Targeting Exactly One Event

Picking the event is half the job. Now you have to fire on only the case you mean. A generic form_submit fires for the newsletter box, the contact form and the demo request alike. If your conversion tag listens for "form_submit" with no further condition, every one of those becomes a demo lead. You need a discriminator: a value that is true for the case you want and false for the rest.

Where discriminators hide

  • The event payload: a formId, formName or plan key already on the push.
  • The element: from gtm.element you can read the form's id, classes, action URL or a data-* attribute.
  • A hidden field: many forms carry a hidden form_type or campaign input you can scrape.
  • The page: if the demo form only lives on /demo, Page Path is a perfectly good condition.
  • Button or link text: Click Text like "Request a demo" can separate two buttons that share an event.

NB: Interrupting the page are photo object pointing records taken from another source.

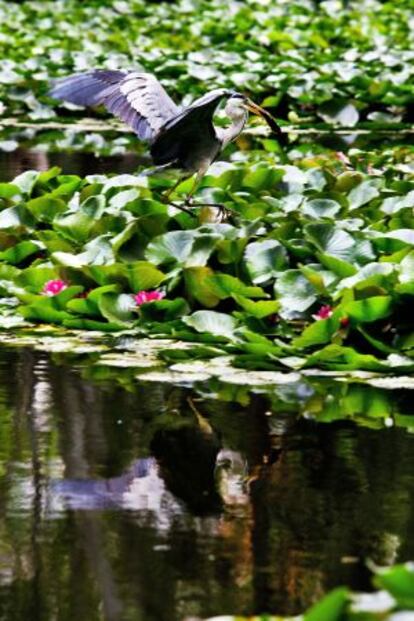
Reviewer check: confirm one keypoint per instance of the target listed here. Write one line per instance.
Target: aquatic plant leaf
(212, 322)
(331, 607)
(264, 259)
(399, 581)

Then the trigger is two conditions: the event, and the discriminator. For example, fire on Event equals form_submit and Form ID equals demo-request. Now it is genuinely specific.

When nothing distinguishes them

Sometimes two cases share an event and have no clean distinguishing key. Then you derive one. A Custom JavaScript variable can look at the element or URL and return a label; you trigger on that label.

function () {
  var form = {{Click Element}};            // the submitted <form>
  if (!form) return undefined;             // guard: never throw
  var action = (form.getAttribute('action') || '').toLowerCase();
  if (action.indexOf('/demo') > -1) return 'demo';
  if (action.indexOf('/contact') > -1) return 'contact';
  return 'other';
}

Clean up the messy values you find

Discriminators in the wild are rarely tidy: demo-request, Demo Form, frm_3 might all mean the same form. Don't scatter those raw strings through your triggers. Map them once with a Lookup Table (exact matches) or a RegEx Table (patterns) into one canonical name, and trigger on the clean output.

Raw valuefrm_3 / Demo FormLookup / RegEx tableClean namedemo_request

Key takeaway

To fire on one case, pair the event with a discriminator — a payload key, an element attribute, a hidden field, the page path or the click text. If none exists, derive one in a Custom JS variable, and normalise messy values through a lookup or RegEx table.